This study presents the first systematic measurement of domain squatting in the NFT ecosystem, exposing attackers’ use of deceptive NFT collections—intentionally mimicking popular projects—to conduct confusion-based fraud. Leveraging on-chain data from over 220,000 collections and 150 million NFTs, the work integrates metadata analysis, cross-platform social account linkage, and pattern clustering to identify 8,019 squatting collections targeting 654 top-tier projects. It introduces and characterizes seven distinct squatting tactics, detailing their metadata, digital asset, and propagation signatures—thereby establishing a novel Web3 fraud paradigm.
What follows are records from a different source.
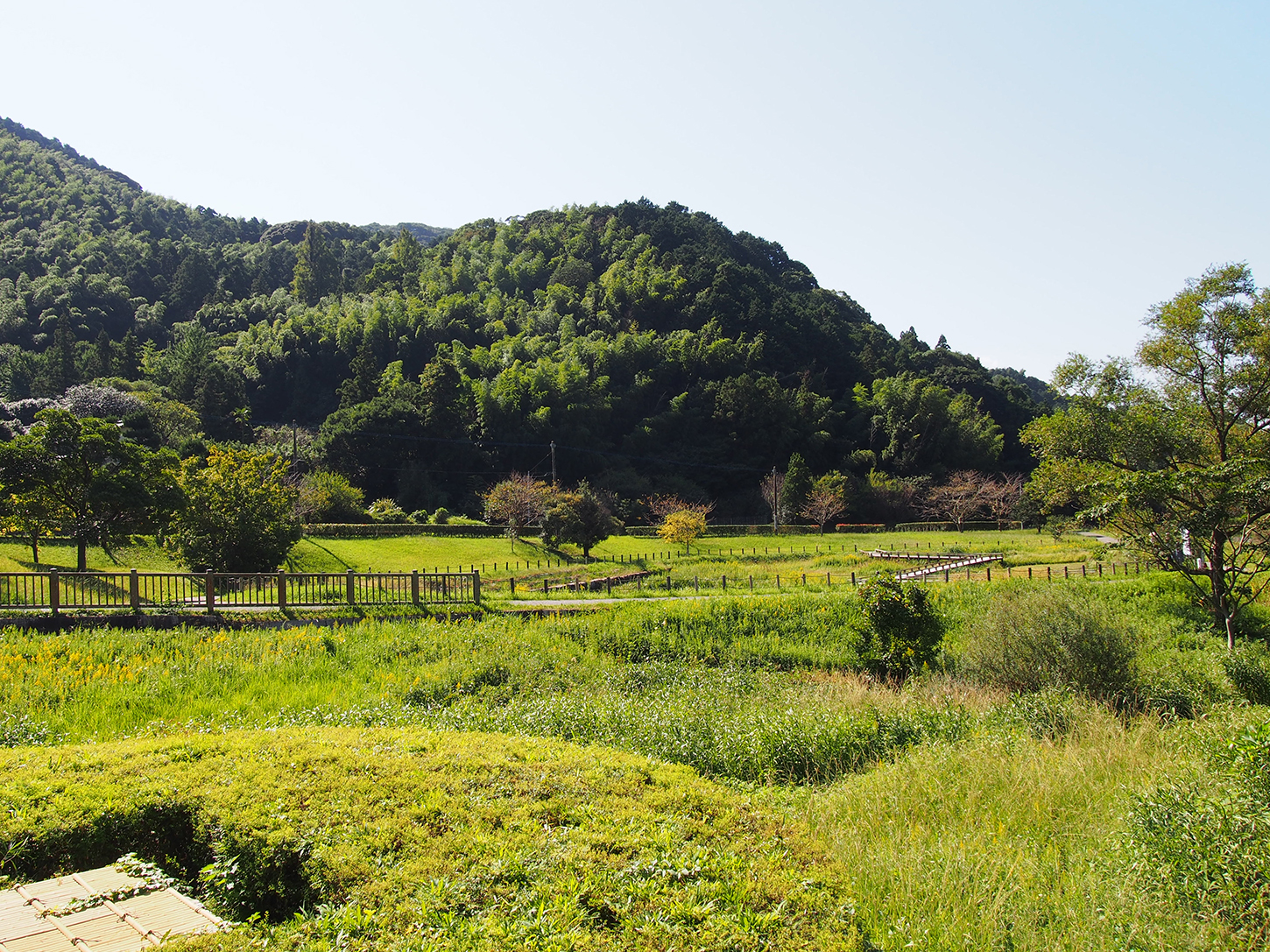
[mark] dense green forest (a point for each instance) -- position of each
(660, 350)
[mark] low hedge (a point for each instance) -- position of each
(381, 530)
(725, 531)
(984, 525)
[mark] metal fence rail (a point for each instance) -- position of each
(57, 590)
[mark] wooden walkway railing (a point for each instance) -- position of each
(57, 590)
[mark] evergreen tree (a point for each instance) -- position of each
(316, 271)
(798, 486)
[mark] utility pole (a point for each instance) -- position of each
(776, 505)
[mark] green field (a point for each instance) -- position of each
(768, 564)
(747, 777)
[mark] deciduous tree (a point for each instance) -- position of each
(239, 514)
(519, 503)
(582, 518)
(827, 499)
(960, 497)
(98, 485)
(1176, 462)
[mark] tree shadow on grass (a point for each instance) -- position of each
(293, 560)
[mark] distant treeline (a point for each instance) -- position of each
(660, 350)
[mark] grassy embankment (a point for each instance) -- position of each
(944, 814)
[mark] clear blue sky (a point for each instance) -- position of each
(1025, 178)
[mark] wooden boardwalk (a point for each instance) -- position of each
(98, 910)
(945, 562)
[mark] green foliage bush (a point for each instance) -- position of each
(1207, 841)
(386, 511)
(329, 497)
(907, 630)
(239, 514)
(352, 838)
(1030, 638)
(779, 632)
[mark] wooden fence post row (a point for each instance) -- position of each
(59, 590)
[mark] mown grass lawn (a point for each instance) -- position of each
(724, 774)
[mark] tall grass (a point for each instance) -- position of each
(1004, 842)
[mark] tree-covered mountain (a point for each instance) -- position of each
(658, 349)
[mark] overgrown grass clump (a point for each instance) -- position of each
(1204, 836)
(408, 838)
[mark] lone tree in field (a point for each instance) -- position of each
(517, 502)
(88, 480)
(960, 497)
(582, 518)
(680, 522)
(1176, 463)
(1004, 497)
(826, 499)
(240, 511)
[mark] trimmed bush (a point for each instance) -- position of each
(1053, 636)
(906, 627)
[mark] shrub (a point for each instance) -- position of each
(1053, 636)
(329, 497)
(906, 626)
(1208, 841)
(1182, 680)
(386, 511)
(1249, 669)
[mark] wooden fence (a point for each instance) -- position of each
(57, 590)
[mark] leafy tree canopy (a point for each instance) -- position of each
(239, 514)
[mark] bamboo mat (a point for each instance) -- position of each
(76, 913)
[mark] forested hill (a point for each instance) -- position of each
(660, 350)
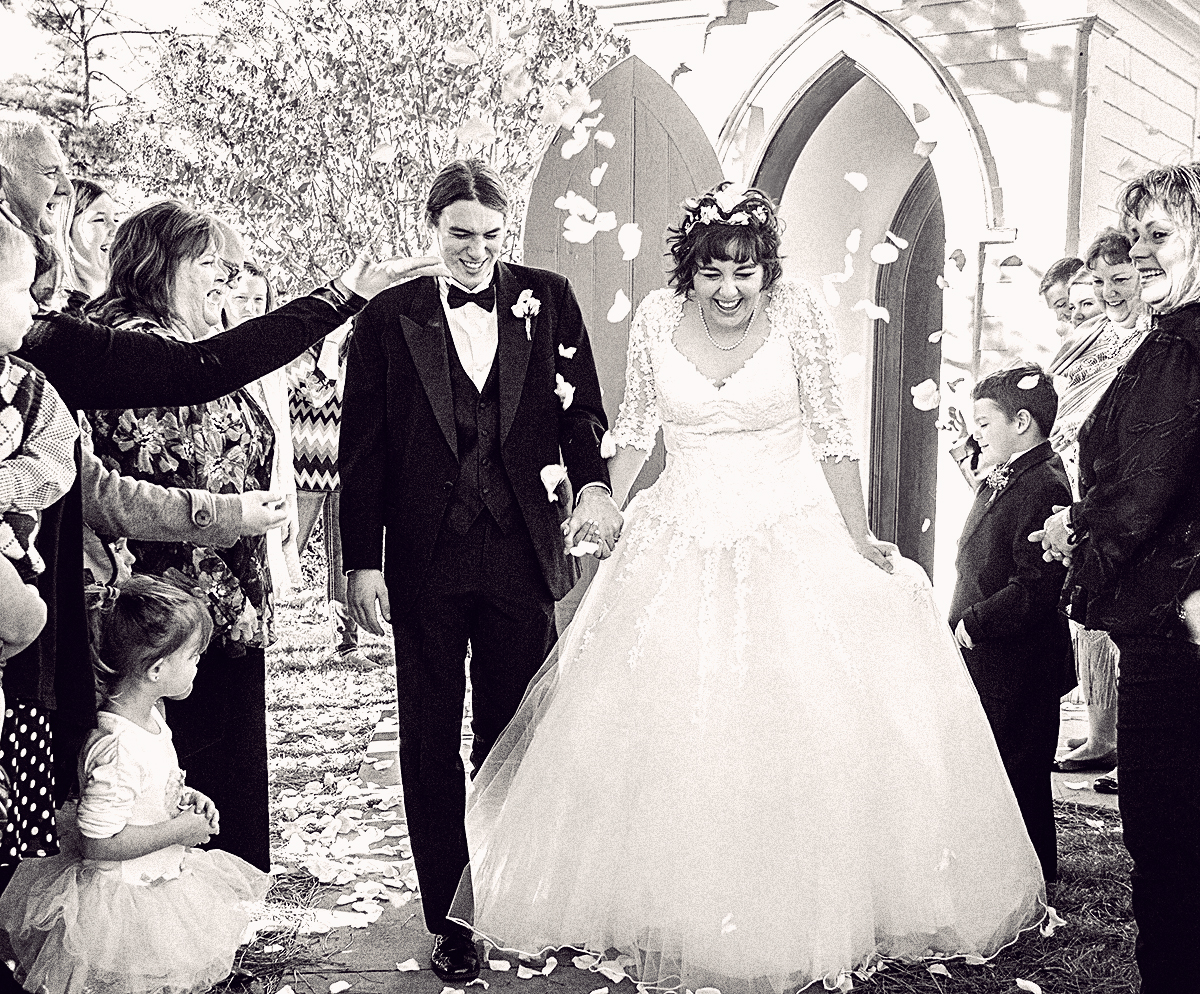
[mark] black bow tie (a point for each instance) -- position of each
(485, 298)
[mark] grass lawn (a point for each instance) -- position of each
(321, 717)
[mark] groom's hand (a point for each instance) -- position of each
(364, 590)
(597, 519)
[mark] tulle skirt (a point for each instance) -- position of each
(75, 926)
(750, 764)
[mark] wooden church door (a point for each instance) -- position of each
(659, 156)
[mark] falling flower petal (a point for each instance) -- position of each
(925, 395)
(852, 365)
(384, 154)
(551, 477)
(579, 231)
(565, 390)
(459, 54)
(475, 129)
(607, 450)
(1051, 922)
(874, 311)
(629, 238)
(885, 253)
(619, 309)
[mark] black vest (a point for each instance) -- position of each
(483, 481)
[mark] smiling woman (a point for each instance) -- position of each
(167, 280)
(1133, 543)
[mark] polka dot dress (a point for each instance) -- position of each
(25, 755)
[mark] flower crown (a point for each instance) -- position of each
(726, 205)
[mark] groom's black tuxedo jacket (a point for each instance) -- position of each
(399, 450)
(1006, 593)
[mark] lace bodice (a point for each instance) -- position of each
(738, 454)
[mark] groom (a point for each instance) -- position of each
(459, 391)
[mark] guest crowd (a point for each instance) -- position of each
(169, 437)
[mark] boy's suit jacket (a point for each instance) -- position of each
(1007, 594)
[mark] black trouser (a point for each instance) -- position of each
(484, 587)
(220, 734)
(1158, 728)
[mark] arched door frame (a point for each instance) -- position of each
(837, 47)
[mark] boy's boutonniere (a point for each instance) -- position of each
(997, 479)
(527, 306)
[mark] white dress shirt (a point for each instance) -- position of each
(474, 333)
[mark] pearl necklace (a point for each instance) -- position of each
(745, 329)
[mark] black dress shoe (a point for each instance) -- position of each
(455, 958)
(1085, 766)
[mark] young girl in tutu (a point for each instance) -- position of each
(129, 905)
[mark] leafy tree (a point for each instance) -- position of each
(76, 94)
(318, 125)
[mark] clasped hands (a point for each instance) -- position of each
(1055, 537)
(597, 519)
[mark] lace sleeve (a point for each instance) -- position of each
(637, 421)
(816, 360)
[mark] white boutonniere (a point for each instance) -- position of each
(527, 306)
(564, 389)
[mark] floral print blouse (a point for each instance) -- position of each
(226, 447)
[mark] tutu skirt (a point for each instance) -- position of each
(76, 926)
(754, 761)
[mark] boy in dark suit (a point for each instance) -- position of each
(1005, 612)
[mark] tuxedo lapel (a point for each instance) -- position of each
(426, 336)
(987, 498)
(513, 347)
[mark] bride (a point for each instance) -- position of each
(755, 756)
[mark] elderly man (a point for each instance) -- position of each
(34, 172)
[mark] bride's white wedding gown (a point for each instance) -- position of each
(754, 758)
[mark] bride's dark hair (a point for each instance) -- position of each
(724, 223)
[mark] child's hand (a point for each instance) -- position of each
(192, 828)
(204, 806)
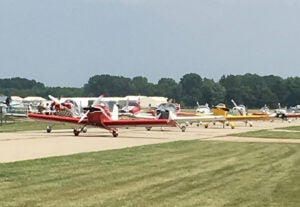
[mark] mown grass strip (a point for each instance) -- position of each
(185, 173)
(292, 132)
(30, 125)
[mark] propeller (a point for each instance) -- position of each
(83, 116)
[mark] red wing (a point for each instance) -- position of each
(138, 122)
(56, 118)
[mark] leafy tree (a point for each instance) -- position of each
(168, 87)
(213, 93)
(191, 89)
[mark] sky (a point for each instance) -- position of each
(65, 42)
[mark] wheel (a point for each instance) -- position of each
(183, 128)
(115, 133)
(84, 130)
(76, 132)
(148, 128)
(48, 129)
Empirical evaluation reveals over 670,000 affected users and total losses amounting to $59.26 million. The study delivers an actionable detection framework and empirically grounded insights for platform risk management and regulatory oversight.

Cybersquatting refers to the practice where attackers register a domain name similar to a legitimate one to confuse users for illegal gains. With the growth of the Non-Fungible Token (NFT) ecosystem, there are indications that cybersquatting tactics have evolved from targeting domain names to NFTs. This paper presents the first in-depth measurement study of NFT cybersquatting. By analyzing over 220K NFT collections with over 150M NFT tokens, we have identified 8,019 cybersquatting NFT collections targeting 654 popular NFT projects. Through systematic analysis, we discover and characterize seven distinct squatting tactics employed by scammers. We further conduct a comprehensive measurement study of these cybersquatting NFT collections, examining their metadata, associated digital asset content, and social media status. Our analysis reveals that these NFT cybersquatting activities have resulted in a significant financial impact, with over 670K victims affected by these scams, leading to a total financial exploitation of $59.26 million. Our findings demonstrate the urgency to identify and prevent NFT squatting abuses.